* Date : 2016-03-07
John Tonks, UK Royal Photographic Society's beloved photographer known for capturing vivid moments of humans, landscape, and history, embarks on a journey through Korean music with emerging haegeum player and singer-songwriter, Choi Min-ji.
#1. Common people's music, pansori
John and Min-ji learn about common people's music, pansori, in Namwon, Jeollanam-do Province. Since the ancient times, people sang pansori in public places and reflected their joys and sorrows of life. It's music that represents Koreans' sentiments. Let's meet a pansori master and high school students who dream about becoming the next gugak musicians.
#2. Korean music meets pungryu
In Yeongdong-gun, Chungcheongbuk-do Province, there are places where Korean ancestors enjoyed art in beautiful nature. John and Min-ji visit Nangye Kukak, a music center that was established to commemorate one of Korea's greatest musicians, Park Yeon. They look at handmade gugak instruments and meet Min-ji's friend to listen to his daegeum performance at what used to be Park Yeon's favorite waterfall.
#3. Music that soothes weary life, nodongyo
There are elderly women who weave high quality hemp fabrics in Boseong-gun, Jeollanam-do Province. "Nodongyo" is their blues music that they used to sing while weaving all night to support their family. Let's meet these Korean women with heavy hearts and listen to their nodongyo that they sang to soothe their difficult married life and labor.

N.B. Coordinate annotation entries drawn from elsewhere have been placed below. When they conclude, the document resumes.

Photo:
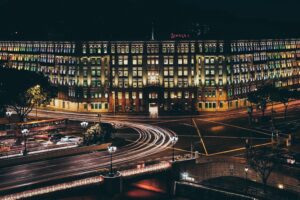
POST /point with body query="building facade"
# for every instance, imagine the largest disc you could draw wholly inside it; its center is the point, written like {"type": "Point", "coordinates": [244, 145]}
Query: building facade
{"type": "Point", "coordinates": [156, 76]}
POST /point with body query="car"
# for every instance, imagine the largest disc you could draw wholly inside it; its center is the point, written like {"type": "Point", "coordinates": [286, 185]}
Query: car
{"type": "Point", "coordinates": [41, 137]}
{"type": "Point", "coordinates": [47, 143]}
{"type": "Point", "coordinates": [56, 137]}
{"type": "Point", "coordinates": [71, 139]}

#4. Song of prayer, ritual music
Chungcheongnam-do Province's Gyeryongsan Mountain is known for having the clearest energy in Korea. John and Min-ji visit the site of a harvest ritual that takes place in a village located at the foot of the mountain. They see local residents praying for their wishes and shamans and musicians playing music to add to the excitement of the ritual. They join a special moment where people let go of their past.